Deux ans après le début de la pandémie, que peut-on dire de la situation économique des entreprises ?
A. M. : Les entreprises ont considérablement évolué à la faveur de la période. Les dirigeants ont eu de bons réflexes. Ils ont été aidés par des acteurs comme Bpifrance, qui ont fait preuve d’une agilité remarquable. Les banques aussi, alors qu’elles avaient été très critiquées en 2008, ont su se mobiliser, notamment pour la mise en place des PGE.
La question que l’on me pose le plus ces jours-ci : pourquoi la vague de faillites annoncée ne s’est-elle pas réalisée ? D’abord, l’arsenal de mesures (report de charges sociales, fiscales, chômage partiel, fonds de solidarité, aides aux coûts fixes, etc.) a fonctionné. Ensuite, les administrations, essentiellement l’Urssaf, ont cessé d’assigner les entreprises. Or chaque année, ces assignations étaient à l’origine de 40 % des faillites en France.
Est-ce une bonne chose ? À court terme oui : avec 8 % de chômage, la France a atteint le quasi plein emploi. Mais sur le long terme, pas forcément : selon le principe de la destruction créatrice de Schumpeter, 40 % de nos gains de productivité annuels sont dus aux liquidations d’entreprises et aux re-créations qui s’en suivent. Ces faillites seront lissées avec le temps, notamment avec la fin de nombreux plans d’étalement qui pèseront sur le cash-flow des entreprises à horizon 3-4 ans.
Parmi elles, celles qui ne se seront pas transformées ?
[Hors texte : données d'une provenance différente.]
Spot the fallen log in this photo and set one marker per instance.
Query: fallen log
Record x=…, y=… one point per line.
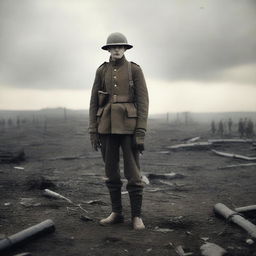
x=219, y=141
x=193, y=139
x=196, y=145
x=236, y=218
x=12, y=157
x=246, y=208
x=231, y=155
x=46, y=226
x=166, y=176
x=237, y=166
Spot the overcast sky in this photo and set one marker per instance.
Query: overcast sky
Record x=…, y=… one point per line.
x=197, y=55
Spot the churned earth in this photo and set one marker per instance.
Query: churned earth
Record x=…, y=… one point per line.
x=176, y=212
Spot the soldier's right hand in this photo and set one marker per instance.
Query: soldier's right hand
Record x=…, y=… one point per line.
x=95, y=140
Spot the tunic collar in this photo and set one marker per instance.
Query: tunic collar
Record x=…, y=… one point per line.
x=117, y=62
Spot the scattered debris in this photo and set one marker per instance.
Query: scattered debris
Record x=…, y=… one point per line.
x=193, y=140
x=236, y=218
x=145, y=179
x=154, y=190
x=40, y=182
x=98, y=201
x=23, y=254
x=205, y=239
x=50, y=193
x=234, y=155
x=219, y=141
x=237, y=166
x=246, y=208
x=211, y=249
x=249, y=241
x=164, y=152
x=85, y=218
x=180, y=251
x=163, y=230
x=12, y=157
x=19, y=168
x=167, y=176
x=46, y=226
x=29, y=202
x=195, y=145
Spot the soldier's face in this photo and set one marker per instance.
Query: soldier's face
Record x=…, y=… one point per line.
x=117, y=52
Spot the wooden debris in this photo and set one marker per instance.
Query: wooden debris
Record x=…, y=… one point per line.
x=163, y=230
x=50, y=193
x=46, y=226
x=29, y=202
x=166, y=176
x=221, y=141
x=196, y=145
x=211, y=249
x=237, y=166
x=246, y=208
x=193, y=140
x=236, y=218
x=12, y=157
x=234, y=155
x=145, y=179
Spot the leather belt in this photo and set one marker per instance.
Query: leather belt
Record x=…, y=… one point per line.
x=120, y=99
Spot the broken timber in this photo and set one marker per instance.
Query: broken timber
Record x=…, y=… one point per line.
x=191, y=144
x=248, y=158
x=46, y=226
x=237, y=165
x=246, y=208
x=236, y=218
x=12, y=157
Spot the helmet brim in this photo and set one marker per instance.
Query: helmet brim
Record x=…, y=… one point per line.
x=106, y=47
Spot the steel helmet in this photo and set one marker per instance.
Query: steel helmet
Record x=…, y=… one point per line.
x=116, y=39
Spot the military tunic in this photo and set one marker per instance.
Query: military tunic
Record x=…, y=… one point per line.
x=125, y=111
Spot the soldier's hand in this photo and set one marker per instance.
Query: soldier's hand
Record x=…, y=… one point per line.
x=139, y=138
x=95, y=140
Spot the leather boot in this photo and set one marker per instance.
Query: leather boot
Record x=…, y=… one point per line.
x=113, y=218
x=116, y=202
x=136, y=203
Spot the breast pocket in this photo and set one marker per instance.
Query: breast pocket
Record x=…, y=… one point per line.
x=131, y=116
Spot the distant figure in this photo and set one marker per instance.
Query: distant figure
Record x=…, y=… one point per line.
x=241, y=127
x=18, y=122
x=230, y=123
x=249, y=130
x=10, y=122
x=221, y=128
x=213, y=127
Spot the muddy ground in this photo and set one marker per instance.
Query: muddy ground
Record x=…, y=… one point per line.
x=185, y=206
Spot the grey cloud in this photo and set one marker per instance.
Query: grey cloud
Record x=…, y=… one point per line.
x=46, y=44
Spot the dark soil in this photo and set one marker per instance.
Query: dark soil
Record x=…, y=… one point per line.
x=184, y=205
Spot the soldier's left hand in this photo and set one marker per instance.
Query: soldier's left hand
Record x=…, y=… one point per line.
x=95, y=141
x=139, y=138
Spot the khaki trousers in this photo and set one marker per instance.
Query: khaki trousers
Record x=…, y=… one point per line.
x=111, y=144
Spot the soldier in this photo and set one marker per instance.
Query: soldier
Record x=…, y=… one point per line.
x=221, y=128
x=118, y=118
x=230, y=123
x=213, y=127
x=241, y=127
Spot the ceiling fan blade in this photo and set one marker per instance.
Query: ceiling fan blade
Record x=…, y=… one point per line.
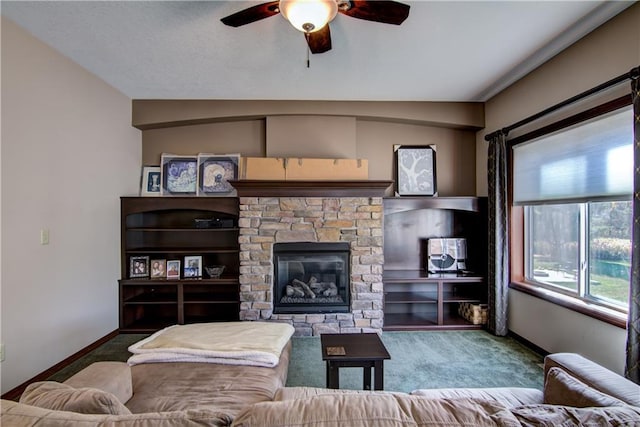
x=385, y=11
x=252, y=14
x=319, y=41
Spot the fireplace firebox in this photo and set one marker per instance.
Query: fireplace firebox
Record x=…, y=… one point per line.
x=311, y=277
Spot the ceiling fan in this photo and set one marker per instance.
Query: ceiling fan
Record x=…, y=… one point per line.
x=312, y=17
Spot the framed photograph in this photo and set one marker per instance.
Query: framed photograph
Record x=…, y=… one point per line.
x=215, y=172
x=173, y=269
x=415, y=170
x=138, y=266
x=179, y=175
x=193, y=266
x=159, y=269
x=150, y=181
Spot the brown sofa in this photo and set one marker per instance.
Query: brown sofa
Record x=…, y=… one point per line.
x=576, y=392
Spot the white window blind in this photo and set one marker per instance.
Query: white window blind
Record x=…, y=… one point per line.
x=589, y=161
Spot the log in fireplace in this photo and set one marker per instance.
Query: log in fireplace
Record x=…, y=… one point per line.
x=311, y=277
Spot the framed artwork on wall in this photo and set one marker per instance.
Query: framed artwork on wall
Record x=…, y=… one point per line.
x=151, y=181
x=138, y=266
x=193, y=266
x=215, y=172
x=173, y=269
x=415, y=170
x=158, y=269
x=179, y=175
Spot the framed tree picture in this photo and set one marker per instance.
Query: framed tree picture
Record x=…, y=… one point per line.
x=415, y=170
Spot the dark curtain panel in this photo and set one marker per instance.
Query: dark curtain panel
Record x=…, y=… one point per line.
x=498, y=269
x=632, y=370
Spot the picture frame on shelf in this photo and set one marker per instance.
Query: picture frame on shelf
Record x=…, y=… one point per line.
x=215, y=172
x=179, y=175
x=173, y=269
x=159, y=269
x=192, y=266
x=138, y=266
x=415, y=170
x=151, y=181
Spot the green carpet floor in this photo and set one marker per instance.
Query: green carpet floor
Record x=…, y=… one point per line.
x=418, y=360
x=430, y=360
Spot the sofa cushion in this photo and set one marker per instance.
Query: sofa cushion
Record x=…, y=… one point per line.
x=507, y=396
x=554, y=415
x=63, y=397
x=305, y=392
x=595, y=376
x=114, y=377
x=19, y=414
x=375, y=409
x=561, y=388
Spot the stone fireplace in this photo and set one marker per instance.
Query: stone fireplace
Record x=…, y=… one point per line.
x=311, y=277
x=347, y=214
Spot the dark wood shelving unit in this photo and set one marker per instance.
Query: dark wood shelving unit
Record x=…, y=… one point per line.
x=165, y=228
x=414, y=298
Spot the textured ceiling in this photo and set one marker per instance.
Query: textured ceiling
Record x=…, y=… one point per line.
x=444, y=51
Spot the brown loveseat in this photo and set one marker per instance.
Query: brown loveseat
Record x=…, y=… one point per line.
x=576, y=392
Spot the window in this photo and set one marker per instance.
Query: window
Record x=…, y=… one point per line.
x=581, y=249
x=575, y=186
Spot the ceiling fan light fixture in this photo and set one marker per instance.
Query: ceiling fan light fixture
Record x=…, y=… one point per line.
x=308, y=16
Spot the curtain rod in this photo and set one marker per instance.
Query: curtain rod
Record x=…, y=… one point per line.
x=633, y=74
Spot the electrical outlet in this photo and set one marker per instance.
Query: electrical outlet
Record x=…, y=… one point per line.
x=44, y=236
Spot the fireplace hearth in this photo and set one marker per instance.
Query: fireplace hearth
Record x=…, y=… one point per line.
x=311, y=277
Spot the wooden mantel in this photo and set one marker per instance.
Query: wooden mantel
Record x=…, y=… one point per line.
x=264, y=188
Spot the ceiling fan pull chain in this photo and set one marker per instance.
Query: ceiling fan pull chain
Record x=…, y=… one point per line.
x=306, y=35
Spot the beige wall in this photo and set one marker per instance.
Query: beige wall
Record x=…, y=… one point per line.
x=608, y=52
x=68, y=153
x=366, y=130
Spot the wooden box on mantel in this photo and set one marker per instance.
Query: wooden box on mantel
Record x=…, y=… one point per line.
x=263, y=168
x=301, y=169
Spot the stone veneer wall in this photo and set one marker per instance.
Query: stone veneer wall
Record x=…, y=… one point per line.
x=357, y=220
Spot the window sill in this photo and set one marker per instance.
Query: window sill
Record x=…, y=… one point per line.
x=603, y=314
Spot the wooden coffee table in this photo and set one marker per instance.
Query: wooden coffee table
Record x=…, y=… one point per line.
x=354, y=351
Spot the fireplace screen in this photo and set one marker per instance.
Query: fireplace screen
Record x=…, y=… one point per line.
x=311, y=277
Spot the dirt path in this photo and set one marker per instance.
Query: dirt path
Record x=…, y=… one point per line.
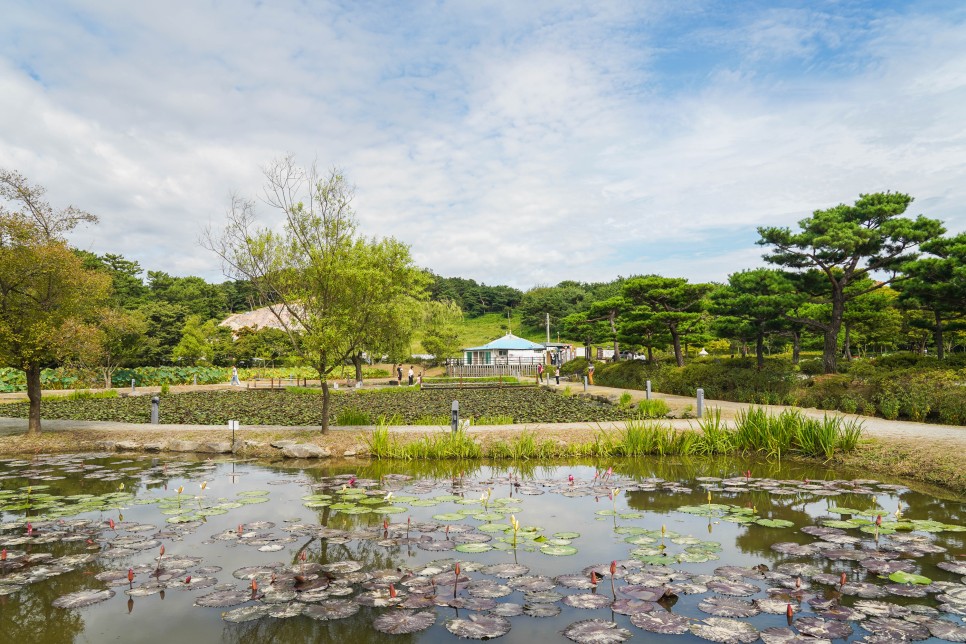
x=873, y=427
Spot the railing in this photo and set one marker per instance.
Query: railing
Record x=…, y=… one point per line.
x=275, y=383
x=457, y=369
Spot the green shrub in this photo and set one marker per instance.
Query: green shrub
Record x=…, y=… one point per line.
x=86, y=394
x=653, y=408
x=352, y=416
x=574, y=367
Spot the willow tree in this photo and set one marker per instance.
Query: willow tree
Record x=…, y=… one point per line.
x=846, y=244
x=333, y=291
x=47, y=297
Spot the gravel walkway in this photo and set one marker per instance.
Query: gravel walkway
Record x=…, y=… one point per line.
x=873, y=427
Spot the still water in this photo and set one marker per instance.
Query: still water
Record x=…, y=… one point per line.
x=652, y=549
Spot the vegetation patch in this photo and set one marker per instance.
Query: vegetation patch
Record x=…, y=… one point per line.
x=390, y=406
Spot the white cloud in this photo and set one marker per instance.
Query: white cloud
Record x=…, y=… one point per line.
x=513, y=143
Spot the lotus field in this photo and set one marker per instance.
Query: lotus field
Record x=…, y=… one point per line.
x=153, y=550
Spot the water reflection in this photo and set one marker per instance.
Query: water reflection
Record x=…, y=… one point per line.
x=77, y=497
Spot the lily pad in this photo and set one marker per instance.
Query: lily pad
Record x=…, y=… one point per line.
x=82, y=598
x=661, y=622
x=479, y=627
x=901, y=577
x=401, y=622
x=596, y=631
x=728, y=631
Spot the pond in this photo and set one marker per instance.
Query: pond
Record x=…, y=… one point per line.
x=100, y=548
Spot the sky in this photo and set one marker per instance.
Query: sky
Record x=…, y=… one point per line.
x=519, y=143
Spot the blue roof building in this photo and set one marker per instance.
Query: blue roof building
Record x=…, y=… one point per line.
x=508, y=350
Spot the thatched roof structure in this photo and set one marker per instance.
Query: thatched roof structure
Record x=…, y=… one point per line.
x=264, y=317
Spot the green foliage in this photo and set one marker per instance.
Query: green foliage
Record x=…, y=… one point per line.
x=352, y=416
x=394, y=406
x=473, y=298
x=840, y=247
x=577, y=366
x=446, y=445
x=87, y=394
x=499, y=419
x=653, y=408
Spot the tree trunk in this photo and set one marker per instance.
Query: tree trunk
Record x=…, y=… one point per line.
x=33, y=394
x=938, y=335
x=760, y=349
x=676, y=340
x=830, y=352
x=613, y=329
x=326, y=398
x=847, y=344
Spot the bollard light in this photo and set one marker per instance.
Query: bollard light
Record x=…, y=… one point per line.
x=155, y=401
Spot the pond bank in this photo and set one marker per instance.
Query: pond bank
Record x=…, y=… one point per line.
x=934, y=459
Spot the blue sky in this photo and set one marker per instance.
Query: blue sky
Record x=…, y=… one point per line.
x=512, y=142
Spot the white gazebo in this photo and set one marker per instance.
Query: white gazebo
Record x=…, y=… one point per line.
x=501, y=356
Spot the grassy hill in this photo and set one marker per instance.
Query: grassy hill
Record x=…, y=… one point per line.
x=480, y=330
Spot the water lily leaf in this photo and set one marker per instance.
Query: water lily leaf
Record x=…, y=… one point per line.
x=223, y=598
x=596, y=631
x=661, y=622
x=946, y=630
x=827, y=629
x=901, y=577
x=506, y=571
x=780, y=635
x=728, y=631
x=558, y=551
x=82, y=598
x=404, y=621
x=587, y=600
x=479, y=627
x=331, y=609
x=728, y=607
x=775, y=523
x=246, y=613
A. M. : Les crises naissent quand les entreprises ne se transforment pas, c’est mon credo. La crise a permis des révélations salutaires : la prise en compte des chaînes de valeur, de l’expérience utilisateur, des règles de responsabilités sociétales, des grands enjeux contemporains, comme le climat ou la biodiversité. Et il ne s’agit pas que d’une affaire de vertu : le ‘go to market’ (ndlr : stratégie de mise sur le marché) est aujourd’hui drivé par ces nouvelles générations, millennials et Z, aux comportements d’achats très différents.
Se transformer est la meilleure assurance-vie de l’entreprise. Les entreprises sont comme nous, vivantes ; comme nous, elles passent par des phases de profondes remises en question, et c’est bien ainsi. Or souvent, elles ont une inertie énorme. C’est peut-être ici que réside la vertu de cette crise : avoir révélé chez les organisations cette capacité d’agilité inédite. Avec aussi pour la première fois dans l’histoire des crises, des patrons et employés du même côté de la barrière, victimes de la situation.